The optimal oxygen tension for development of preimplantation mouse embryos to the blastocyst stage in vitro was found to be between 2.5% and 5%. One‐ and two‐cell embryos had a more sharply defined range of oxygen tension capable of supporting development than 8‐cell and morula stages. At all stages of development, more embryos developed to the blastocyst stage under 5% O₂ compared to the numbers of developing under higher oxygen tensions (20% and 40% O₂). The blastocysts developing under 20% O₂ had fewer blastomeres than those which developed under 5% O₂. As the time required for development to the blastocyst stage in vitro increased, there were fewer blastomeres present at the blastocyst stage.

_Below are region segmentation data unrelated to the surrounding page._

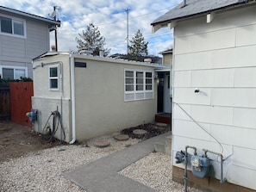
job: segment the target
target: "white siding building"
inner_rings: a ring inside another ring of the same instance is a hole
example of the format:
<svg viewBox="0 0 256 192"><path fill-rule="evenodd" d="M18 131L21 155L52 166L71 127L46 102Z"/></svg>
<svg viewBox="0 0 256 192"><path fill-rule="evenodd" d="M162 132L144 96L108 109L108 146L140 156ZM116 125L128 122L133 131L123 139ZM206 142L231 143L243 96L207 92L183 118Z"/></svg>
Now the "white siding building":
<svg viewBox="0 0 256 192"><path fill-rule="evenodd" d="M175 163L175 154L190 146L199 154L208 149L223 155L227 180L220 184L212 179L220 180L222 171L220 158L211 154L215 173L204 182L190 176L191 185L215 191L255 190L255 1L184 3L153 23L153 29L174 29L173 178L182 181L178 171L184 168Z"/></svg>
<svg viewBox="0 0 256 192"><path fill-rule="evenodd" d="M59 24L0 6L0 78L32 78L31 60L49 51L49 33Z"/></svg>

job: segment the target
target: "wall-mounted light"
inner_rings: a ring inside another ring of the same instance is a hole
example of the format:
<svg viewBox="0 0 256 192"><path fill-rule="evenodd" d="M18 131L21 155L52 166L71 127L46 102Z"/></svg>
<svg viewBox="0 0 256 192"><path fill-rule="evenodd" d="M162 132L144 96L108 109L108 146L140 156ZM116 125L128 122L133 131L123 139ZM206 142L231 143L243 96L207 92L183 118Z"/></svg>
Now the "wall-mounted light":
<svg viewBox="0 0 256 192"><path fill-rule="evenodd" d="M200 92L200 90L198 89L198 88L197 88L196 90L195 90L195 93L199 93Z"/></svg>

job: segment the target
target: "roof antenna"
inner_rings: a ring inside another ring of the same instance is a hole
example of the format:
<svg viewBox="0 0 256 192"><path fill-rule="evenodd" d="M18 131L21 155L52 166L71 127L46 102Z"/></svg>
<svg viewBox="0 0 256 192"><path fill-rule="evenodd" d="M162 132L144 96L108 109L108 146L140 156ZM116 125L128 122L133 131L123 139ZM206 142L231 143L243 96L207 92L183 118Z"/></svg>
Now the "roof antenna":
<svg viewBox="0 0 256 192"><path fill-rule="evenodd" d="M186 1L186 0L184 0L184 1L183 1L183 5L182 5L181 8L184 8L184 7L185 7L186 5L187 5L187 1Z"/></svg>

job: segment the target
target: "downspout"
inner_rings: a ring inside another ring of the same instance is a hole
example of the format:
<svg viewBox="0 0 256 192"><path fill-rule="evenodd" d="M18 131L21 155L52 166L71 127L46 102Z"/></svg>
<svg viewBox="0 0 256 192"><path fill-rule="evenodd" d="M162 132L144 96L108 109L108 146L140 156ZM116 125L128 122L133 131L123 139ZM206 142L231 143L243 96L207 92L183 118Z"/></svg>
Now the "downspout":
<svg viewBox="0 0 256 192"><path fill-rule="evenodd" d="M69 144L73 144L76 141L76 99L75 99L75 65L74 57L70 53L70 65L71 65L71 96L72 96L72 138Z"/></svg>

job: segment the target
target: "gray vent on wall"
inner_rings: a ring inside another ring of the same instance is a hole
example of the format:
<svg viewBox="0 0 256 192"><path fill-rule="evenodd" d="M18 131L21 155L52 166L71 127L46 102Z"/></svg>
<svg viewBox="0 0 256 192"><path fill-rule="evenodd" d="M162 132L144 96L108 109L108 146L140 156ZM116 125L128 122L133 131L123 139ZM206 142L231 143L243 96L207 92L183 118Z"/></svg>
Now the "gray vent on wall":
<svg viewBox="0 0 256 192"><path fill-rule="evenodd" d="M86 63L75 62L75 67L84 67L84 68L86 68Z"/></svg>

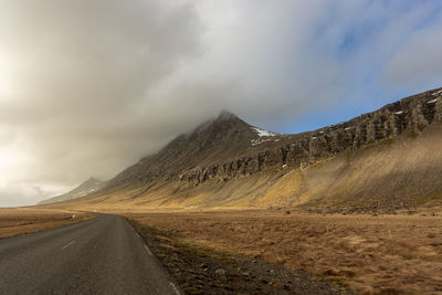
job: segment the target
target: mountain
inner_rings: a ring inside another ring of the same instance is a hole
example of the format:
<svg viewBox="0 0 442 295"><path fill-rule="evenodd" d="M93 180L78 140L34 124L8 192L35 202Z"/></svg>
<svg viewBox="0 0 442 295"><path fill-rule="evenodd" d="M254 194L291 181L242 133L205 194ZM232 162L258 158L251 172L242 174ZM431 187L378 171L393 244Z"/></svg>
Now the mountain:
<svg viewBox="0 0 442 295"><path fill-rule="evenodd" d="M50 203L69 201L69 200L75 200L75 199L85 197L87 194L91 194L91 193L102 189L106 185L107 185L107 181L91 177L90 179L87 179L86 181L84 181L82 185L80 185L75 189L71 190L70 192L66 192L66 193L57 196L57 197L50 198L48 200L43 200L43 201L39 202L39 204L50 204Z"/></svg>
<svg viewBox="0 0 442 295"><path fill-rule="evenodd" d="M266 131L223 112L72 206L320 212L442 207L441 146L442 88L296 135Z"/></svg>

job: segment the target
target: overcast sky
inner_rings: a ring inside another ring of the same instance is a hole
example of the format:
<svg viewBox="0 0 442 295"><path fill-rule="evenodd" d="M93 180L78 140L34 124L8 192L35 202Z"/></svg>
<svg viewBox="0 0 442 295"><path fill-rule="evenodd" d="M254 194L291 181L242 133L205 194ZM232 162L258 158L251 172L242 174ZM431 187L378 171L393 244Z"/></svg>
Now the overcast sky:
<svg viewBox="0 0 442 295"><path fill-rule="evenodd" d="M442 1L0 0L0 207L221 109L280 133L442 86Z"/></svg>

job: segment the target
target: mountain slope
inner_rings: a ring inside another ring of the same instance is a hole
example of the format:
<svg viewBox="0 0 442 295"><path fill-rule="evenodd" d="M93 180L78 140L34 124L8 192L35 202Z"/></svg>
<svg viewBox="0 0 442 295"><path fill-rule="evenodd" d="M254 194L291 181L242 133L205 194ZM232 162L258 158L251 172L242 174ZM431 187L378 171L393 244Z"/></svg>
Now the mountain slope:
<svg viewBox="0 0 442 295"><path fill-rule="evenodd" d="M77 206L398 210L442 198L442 91L297 135L222 113Z"/></svg>
<svg viewBox="0 0 442 295"><path fill-rule="evenodd" d="M84 181L82 185L71 190L70 192L50 198L48 200L43 200L39 202L39 204L50 204L50 203L57 203L57 202L78 199L102 189L106 185L107 181L91 177L90 179L87 179L86 181Z"/></svg>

These results indicate that the cleaving mouse embryo has an optimal oxygen requirement in vitro of about 5%. At higher oxygen tensions, fewer embryos develop to the blastocyst stage and in those which do develop, there are fewer cell divisions. If a gradient of oxygen tension exists across the blastomeres from the outside of the embryo to its centre, the blastomeres might be using this gradient to obtain information about their location within the embryo and respond accordingly. Thus blastomeres on the outside at a higher oxygen tension would divide at a slower rate and form trophectoderm whereas those on the inside at a lower oxygen tension would divide more rapidly and contribute to the inner cell mass.